Photo by Denny Müller on Unsplash
She is cool and precise,
a vision of emptiness
swaying gently behind the eyes.
I have seen the whole of her
inside and out.
We are not the same species
so there is nothing to compare.
We each have our someones,
the same someone split in half.
She is a damp, halting apathy,
a pretense, the antithesis to intimacy.
I pity her because she starves.
I pity myself as well.
–
I am too many things to be exact.
My creatures are all at war.
I am too much.
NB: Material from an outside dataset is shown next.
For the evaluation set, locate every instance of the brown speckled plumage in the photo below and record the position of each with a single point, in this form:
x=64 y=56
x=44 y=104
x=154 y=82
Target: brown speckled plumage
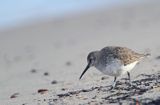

I am all nerve endings.
The funny thing
is that she isn’t even here.
All I ever was, was my devotion
but he kept on dragging her up
from her little coffin
and forcing me to kiss her mouth.
That’s why I ran away with the Devil.
–
It was only me and the Devil
in that room, on that occasion.
We exchanged hands over tea.
I let him undress me.
My panties were wet.
My lips were red with hunger.
There were three windows and one door.
All closed.
All leading inside.
–
The Devil took me down to the cellar
and filled me with angel tears
and blasphemous psalms.
He pressed his monstrosity
at the mouth of my abandoned womb
and I forgot all about
the little, half-boy
that sings in a choir.
–
Is it wrong to say that I love
the tongue that feeds me
more than the smiling mouths
of good people?
Is it wrong to trade my false lover
for a light-extruding myth?
All operas have lost there meaning,
only poetry speaks to me these days.
–
I may be a pariah
but I don’t want to be alone.
The Devil occupies my thoughts.
He could just as well eat me
but instead he breaks open my bones
with his sinister, seductive laugh.
I am happy
when it is just the two of us.
I am happy to be the bride
of a willing groom.
–
The Devil doesn’t love her
and that consoles me.
She is too clear for him,
too wrath-like, too fastened.
He loves her
but he doesn’t understand women at all
and he can’t sustain
his own heart for more than a beat.
–
The Devil doesn’t have
horns or cloven hooves.
He wears a loin cloth,
or a top hat,
or peacock feathers sewn into a dress.
He is not the subject
of any particular book
but his presence regularly
sparks debate.
–
The Devil is mine and mine alone.
We invented each other.
Sometimes he carries me in his arms
and speaks to me in verbs.
I know what he is capable of
and what he isn’t.
For us there is freedom in union.
For us addiction is a kind of paradise.
I don’t need to excuse myself
for being rotten or ordinary.
I don’t need to apologize
for my vagina.
The Devil gets it.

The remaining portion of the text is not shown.